The careful collection of lifestyle, nutrition and prescription or complementary recruitment-submission to clinical trials, in combination with the age of the organs, could shed light on the medical value of the contributions of these factors in the aging of the various organs as well as the Illness for which the advanced age of the organs puts at high risk.

“This is, ideally, the future of medicine,” he said. “Today, go to the doctor because something hurts and take a look to see what is broken. We try to shift from sick care in healthcare and intervene before people gain a special illness for the organ.”

Although the detailed tool is only available for research purposes now, Wyss-Cora Pages is planning to commercialize it. He is a co -founder and scientific employee of Teal Omics and Vero Bioscience, two companies in which the Stanford University Technology Office has authorized the technology authorized therein and a related research on commercialization, respectively, screens for new drug targets and a consumer product.
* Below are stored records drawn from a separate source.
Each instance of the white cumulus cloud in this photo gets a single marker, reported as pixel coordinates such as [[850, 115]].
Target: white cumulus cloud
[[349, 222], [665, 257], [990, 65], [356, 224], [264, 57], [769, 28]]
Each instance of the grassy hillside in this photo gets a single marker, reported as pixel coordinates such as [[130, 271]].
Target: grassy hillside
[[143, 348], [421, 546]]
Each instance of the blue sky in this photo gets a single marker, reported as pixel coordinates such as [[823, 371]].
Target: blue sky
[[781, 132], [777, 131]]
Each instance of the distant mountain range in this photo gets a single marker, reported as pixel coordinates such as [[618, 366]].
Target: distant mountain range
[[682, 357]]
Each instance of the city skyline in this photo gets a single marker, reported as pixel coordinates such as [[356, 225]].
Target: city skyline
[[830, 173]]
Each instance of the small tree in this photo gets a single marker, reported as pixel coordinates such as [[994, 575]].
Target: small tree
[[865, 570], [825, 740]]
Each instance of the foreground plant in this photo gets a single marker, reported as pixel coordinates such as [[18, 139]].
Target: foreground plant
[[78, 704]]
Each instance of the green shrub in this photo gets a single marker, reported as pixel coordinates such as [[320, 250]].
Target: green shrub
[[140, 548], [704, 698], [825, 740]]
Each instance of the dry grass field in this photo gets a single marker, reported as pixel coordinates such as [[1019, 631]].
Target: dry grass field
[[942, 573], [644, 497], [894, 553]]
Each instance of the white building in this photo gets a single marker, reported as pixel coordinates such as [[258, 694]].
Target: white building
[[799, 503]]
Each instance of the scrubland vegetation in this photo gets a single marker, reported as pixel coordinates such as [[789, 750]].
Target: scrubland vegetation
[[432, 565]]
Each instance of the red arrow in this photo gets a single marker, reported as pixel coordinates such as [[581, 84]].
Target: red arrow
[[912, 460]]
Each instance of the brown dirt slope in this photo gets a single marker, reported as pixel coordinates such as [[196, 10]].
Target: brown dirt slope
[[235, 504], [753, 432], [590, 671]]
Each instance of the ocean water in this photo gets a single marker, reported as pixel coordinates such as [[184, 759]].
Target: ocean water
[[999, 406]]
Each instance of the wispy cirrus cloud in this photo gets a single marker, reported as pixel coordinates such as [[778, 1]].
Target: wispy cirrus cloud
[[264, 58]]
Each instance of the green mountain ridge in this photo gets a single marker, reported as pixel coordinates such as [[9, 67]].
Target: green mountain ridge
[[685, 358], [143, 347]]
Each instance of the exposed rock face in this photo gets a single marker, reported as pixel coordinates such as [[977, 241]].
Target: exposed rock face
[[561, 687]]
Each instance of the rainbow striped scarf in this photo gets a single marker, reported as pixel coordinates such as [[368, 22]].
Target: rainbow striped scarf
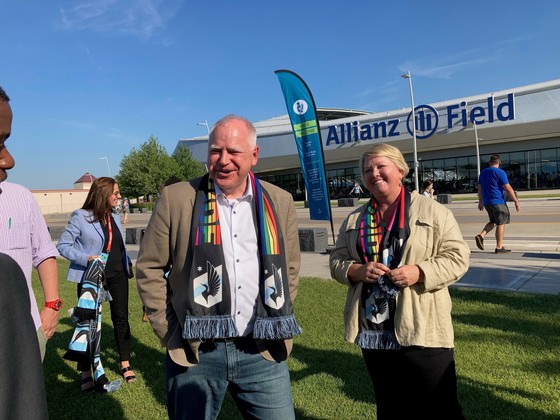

The test could be available in the next two to three years, Wyss-Coray said. “The cost will be reduced as we focus on fewer basic organs, such as the brain, heart and immune system, to get more resolution and stronger bonds with specific diseases.”

The study was funded by the National Institutes of Health (P50AG047366 and P30AG066515 grants), the Galaxy Foundation, the Knight Initiative for brain durability and the Stanford Alzheimer’s Research Center.